Oil prices made modest gains in early trading on Friday, but were set to incur losses for the second week in a row, as the market looked for more indications of a strong recovery in fuel demand in China to offset the impact of looming recession in other major economies.

By 0110 GMT, Brent crude futures rose 16 cents, or 0.2 percent, to $82.33 a barrel, while US West Texas Intermediate crude futures rose 18 cents, or 0.2 percent, to $76.06 a barrel.

Since the beginning of the week, Brent crude has fallen 4.8 percent, after losing 1.1 percent in the previous week. West Texas Intermediate crude fell 4.5 percent, after falling 2 percent in the previous week.
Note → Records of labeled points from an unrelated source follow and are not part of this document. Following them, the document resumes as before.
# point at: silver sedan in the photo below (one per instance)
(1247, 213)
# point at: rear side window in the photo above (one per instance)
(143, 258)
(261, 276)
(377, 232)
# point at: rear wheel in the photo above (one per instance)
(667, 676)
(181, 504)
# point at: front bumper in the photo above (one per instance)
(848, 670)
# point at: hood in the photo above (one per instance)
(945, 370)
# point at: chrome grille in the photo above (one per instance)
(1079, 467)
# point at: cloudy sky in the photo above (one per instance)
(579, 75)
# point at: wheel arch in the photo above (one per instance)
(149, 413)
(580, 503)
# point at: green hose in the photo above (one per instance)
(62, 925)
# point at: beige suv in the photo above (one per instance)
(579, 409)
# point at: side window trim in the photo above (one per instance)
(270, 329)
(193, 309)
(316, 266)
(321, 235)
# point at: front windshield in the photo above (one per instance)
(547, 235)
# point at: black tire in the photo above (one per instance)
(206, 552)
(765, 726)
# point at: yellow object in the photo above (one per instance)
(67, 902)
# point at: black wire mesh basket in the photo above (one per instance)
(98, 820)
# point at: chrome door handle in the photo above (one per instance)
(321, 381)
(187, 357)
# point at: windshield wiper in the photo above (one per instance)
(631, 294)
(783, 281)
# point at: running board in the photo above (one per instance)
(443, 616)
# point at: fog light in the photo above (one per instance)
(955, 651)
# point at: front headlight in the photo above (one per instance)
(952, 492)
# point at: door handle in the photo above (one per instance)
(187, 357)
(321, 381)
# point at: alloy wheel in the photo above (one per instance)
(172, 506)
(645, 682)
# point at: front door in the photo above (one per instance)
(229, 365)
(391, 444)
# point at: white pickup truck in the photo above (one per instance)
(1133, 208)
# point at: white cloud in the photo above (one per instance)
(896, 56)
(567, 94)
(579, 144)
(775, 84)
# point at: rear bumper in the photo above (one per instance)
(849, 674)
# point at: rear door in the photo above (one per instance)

The prospect of an economic recovery in China after the easing of COVID-19 restrictions has boosted the oil market since the beginning of the year, along with a weaker dollar that makes oil cheaper for those holding other currencies.

The dollar fell because the Federal Reserve (the US central bank) is not expected to sharply increase interest rates anymore, while other major economies continue to raise interest rates despite the decline in inflation.

While supported by a weak dollar, Oil’s gains are limited by the prospect of slowing growth in the United States, the world’s largest oil consumer, and stagnation in places such as Britain, Europe, Japan and Canada.